According to the American Heart Association, someone in the United States has a stroke every 40 seconds, affecting nearly 800,000 Americans and killing 140,000 every year. Stroke is a leading cause of death and serious disability nationwide and around the world. But it doesn’t have to be.

May is American Stroke Awareness Month, making now the ideal time to learn more about strokes, including how to identify one and how to help prevent one from occurring in the first place. It’s important to know that stroke is 80% preventable.

What’s a stroke?

A stroke is when blood flow to a part of the brain is blocked or when a blood vessel in the brain bursts. Blood carries oxygen to cells in the body. When brain cells are starved of blood, they die.

Strokes often occur as a result of chronic health conditions (like an arrhythmia or heart disorders), poor health choices (like smoking, unhealthy diet and inactivity) or due to environmental factors or genetics. Those over 65 years of age are most commonly affected, but a stroke can happen at any age. In fact nearly one fourth of sufferers are under the age of 65.

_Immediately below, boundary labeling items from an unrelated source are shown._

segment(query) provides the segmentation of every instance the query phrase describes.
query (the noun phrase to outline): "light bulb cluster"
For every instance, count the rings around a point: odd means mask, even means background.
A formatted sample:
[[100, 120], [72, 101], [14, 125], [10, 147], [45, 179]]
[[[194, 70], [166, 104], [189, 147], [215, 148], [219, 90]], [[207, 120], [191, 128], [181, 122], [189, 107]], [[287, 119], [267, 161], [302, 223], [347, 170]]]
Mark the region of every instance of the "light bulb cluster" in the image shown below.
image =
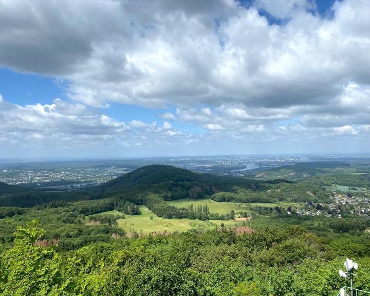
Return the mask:
[[[347, 271], [349, 272], [350, 274], [353, 273], [353, 270], [357, 270], [358, 268], [358, 265], [357, 263], [354, 262], [350, 259], [347, 258], [346, 261], [344, 262], [344, 267], [347, 269]], [[345, 272], [342, 269], [339, 269], [339, 275], [342, 278], [347, 278], [348, 274], [346, 272]]]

Stroke is a medical emergency. It’s important to get care as soon as possible. Some treatments for stroke work only if given the first three hours after symptoms start. A delay in care can raise the risk of permanent brain damage or death.

Spotting a Stroke

In the event that you or a loved one has a stroke, knowing the warning signs and what to look for could save a life. Those are:

  • F – Face: Ask the person to smile. Does one side of the face droop?
  • A – Arms: Ask the person to raise both arms. Does one arm drift downward?
  • S – Speech: Ask the person to repeat a simple phrase. Is their speech slurred or strange?
  • T – Time: Time to act! If you observe any of these signs, call 9-1-1 immediately

How can you prevent strokes?

Take a moment to familiarize yourself with FAST, but also think about what types of lifestyle changes you can make to reduce your family’s chances of stroke. Here are a few healthy tips to get you started:

  1. Manage your blood pressure (and no, taking an occasional reading at the pharmacy isn’t enough). Keeping your numbers in the healthy range is among the most significant factors in reducing stroke risk. If yours is elevated, be sure it’s treated and monitored regularly by a doctor.
  2. Be sure to include foods rich in potassium, like sweet potatoes, raisins and bananas. These types of foods may help reduce stroke risk by 20 percent according to reports. Try to follow a healthy diet overall, filled with plenty of fresh fruits and vegetables, one serving of fish a few times a week and whole grains. Try to reduce the salt in your diet to half a teaspoon or less per day too.
  3. Get more exercise. Whether it’s a jog around the block or a lap around the pool, staying active for at least 30 minutes a day, five days a week is an important factor in lowering your risk. In fact, according to a study, simply walking a total of two hours a week showed a 30 percent reduction in stroke risk.
  4. Quit smoking. We know, easier said than done. Curbing this dangerous habit is difficult, but it reduces your risk for so many health issues, including a stroke. Seek support from family or your doctor to help put a plan in place. The road is long, but the results are well worth it. Make it happen!

Taking preventive measures and being pro-active about your health is one of the best ways for you to stay healthy and prevent stroke and other diseases.